Esposito had received repeated warnings that he was marked for death unless he fled Chicago. Esposito was struck down after a day of campaigning within sight of his home while in the company of his bodyguards. While passing the house at 806 S. Oakley Blvd., a volley of shots rang out from a passing automobile. The shots were heard by Esposito's wife, who ran the hundred feet from her home to the side of her dying husband. Two double-barrel shotguns and a revolver were found at the crime scene.

Neither of his bodyguards were struck – they dropped to the ground at the first sound of shots – and police suspected that Esposito may have been set up by his bodyguards. Shortly after Esposito's slaying, a witness to the murder was found shot to death. The bodyguards were interrogated and released, and no one was ever charged with Esposito's killing.

==Deneen and Swanson bombings==
On the night of March 26, a bomb went off at Senator Deneen's residence at 457 W. 61st Place, damaging the front porch and breaking windows in the Deneen house and elsewhere in the vicinity.
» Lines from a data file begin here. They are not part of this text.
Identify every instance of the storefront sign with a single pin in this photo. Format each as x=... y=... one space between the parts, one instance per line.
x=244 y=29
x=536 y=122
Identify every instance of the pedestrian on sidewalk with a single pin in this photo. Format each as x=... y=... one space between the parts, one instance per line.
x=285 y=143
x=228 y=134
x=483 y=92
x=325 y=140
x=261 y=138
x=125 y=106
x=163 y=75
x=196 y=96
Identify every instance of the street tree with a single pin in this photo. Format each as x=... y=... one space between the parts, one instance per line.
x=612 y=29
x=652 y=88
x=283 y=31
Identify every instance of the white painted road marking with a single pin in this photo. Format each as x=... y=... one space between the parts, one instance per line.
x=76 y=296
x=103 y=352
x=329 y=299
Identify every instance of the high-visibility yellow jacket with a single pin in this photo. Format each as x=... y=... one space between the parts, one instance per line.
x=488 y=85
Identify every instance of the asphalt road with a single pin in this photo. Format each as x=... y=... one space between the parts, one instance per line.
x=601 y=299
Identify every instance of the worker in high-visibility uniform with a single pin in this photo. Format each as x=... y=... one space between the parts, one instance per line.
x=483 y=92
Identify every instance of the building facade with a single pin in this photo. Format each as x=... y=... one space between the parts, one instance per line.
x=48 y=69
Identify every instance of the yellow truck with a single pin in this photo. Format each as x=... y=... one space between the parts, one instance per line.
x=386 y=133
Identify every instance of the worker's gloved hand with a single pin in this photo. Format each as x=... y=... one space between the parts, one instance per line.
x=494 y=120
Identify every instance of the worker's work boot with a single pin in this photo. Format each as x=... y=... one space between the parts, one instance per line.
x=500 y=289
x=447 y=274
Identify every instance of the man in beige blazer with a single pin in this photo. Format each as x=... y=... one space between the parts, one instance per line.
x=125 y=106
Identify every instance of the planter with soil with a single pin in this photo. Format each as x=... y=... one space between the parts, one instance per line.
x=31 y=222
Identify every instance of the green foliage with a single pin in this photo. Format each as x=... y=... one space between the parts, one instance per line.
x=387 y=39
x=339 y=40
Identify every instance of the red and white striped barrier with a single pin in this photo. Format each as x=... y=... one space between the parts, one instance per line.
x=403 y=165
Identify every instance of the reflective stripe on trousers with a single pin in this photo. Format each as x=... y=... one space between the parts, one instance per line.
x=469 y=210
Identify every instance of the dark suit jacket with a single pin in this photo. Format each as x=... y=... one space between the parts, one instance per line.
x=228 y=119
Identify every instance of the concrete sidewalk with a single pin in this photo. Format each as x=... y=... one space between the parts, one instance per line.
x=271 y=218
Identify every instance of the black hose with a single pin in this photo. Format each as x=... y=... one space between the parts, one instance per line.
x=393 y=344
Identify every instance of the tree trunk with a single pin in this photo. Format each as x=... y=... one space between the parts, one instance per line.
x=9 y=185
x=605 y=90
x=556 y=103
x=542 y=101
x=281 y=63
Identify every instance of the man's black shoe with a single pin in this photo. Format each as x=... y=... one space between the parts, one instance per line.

Deneen was not home at the time of the blast, having departed for Washington, D.C. by train earlier in the day after attending Esposito's funeral. Deneen and Esposito were political allies despite Deneen's reputation as a political reformer and Esposito's ties to organized crime. Almost at the same time as the Deneen house was bombed, a bomb was thrown at the residence of State's Attorney candidate Swanson, a Deneen ally, at 7217 Crandon Ave. The bomb caused severe damage but narrowly missed Swanson.

In the aftermath of the bombing, Senator Deneen stated from Washington that the bombings were "the work of organized and protected [criminals] ... in their desperate effort to retain political control." State's Attorney Crowe responded that he was satisfied that the "bombings were done by Deneen forces, and done mainly to discredit Mayor Thompson and myself."

==Response to the violence==
As the violence heightened, the focus of the voters turned to crime and Prohibition. Chicago's violent campaign drew attention and scorn from out-of-town newspapers. In the days before the election, a Federal grand jury was sworn in with instructions that it would be called upon to protect the voters of Chicago under the federal statutes about intimidation or conspiracy to prevent a citizen from exercising his right to vote. Special federal Prohibition officers swarmed into the city after the Deneen and Swanson bombings, and a city court bailiff who was a Thompson supporter was shot and wounded by a federal agent during a raid on a saloon.

Under a finding by the Illinois Supreme Court, election judges were ruled as officers of the county court, and that any election judge who tampered with votes or intimidated voters could be jailed for contempt. Under the same court decision, some 3,000 persons drawn from the ranks of the local bar association and other civic organizations were deputized as pollwatchers, and were empowered to compel a policeman to arrest anyone involved in vote fraud. The same ruling deprived Governor Small from the power to pardon politicians arrested under this contempt ruling. This unprecedented ruling was estimated to have the potential to cut the stolen votes from about 75,000 to 25,000 within Cook County.

==Granady murder==
On the day of the primary, Octavius C. Granady, a candidate for committeeman in the 20th ward, was chased in his car and killed. He was an Afro Caribbean attorney from St. Thomas, United States Virgin Islands who was running on a reform platform.

==Outcome==
The voters sided with Deneen's slate, with all three of his candidates winning the Primary. Louis Emmerson defeated Len Small by 400,000 votes and went on to win the Governor's office. John Swanson defeated Crowe by 120,000. The Tribune attributed his win to Democrats crossing over to vote Republican following the earlier bombings. Otis Glenn defeated Small for the Senate seat. Glenn's victory spelled the end of Smith's convoluted attempts to be seated in the Senate following an earlier appointment that the Senate denied.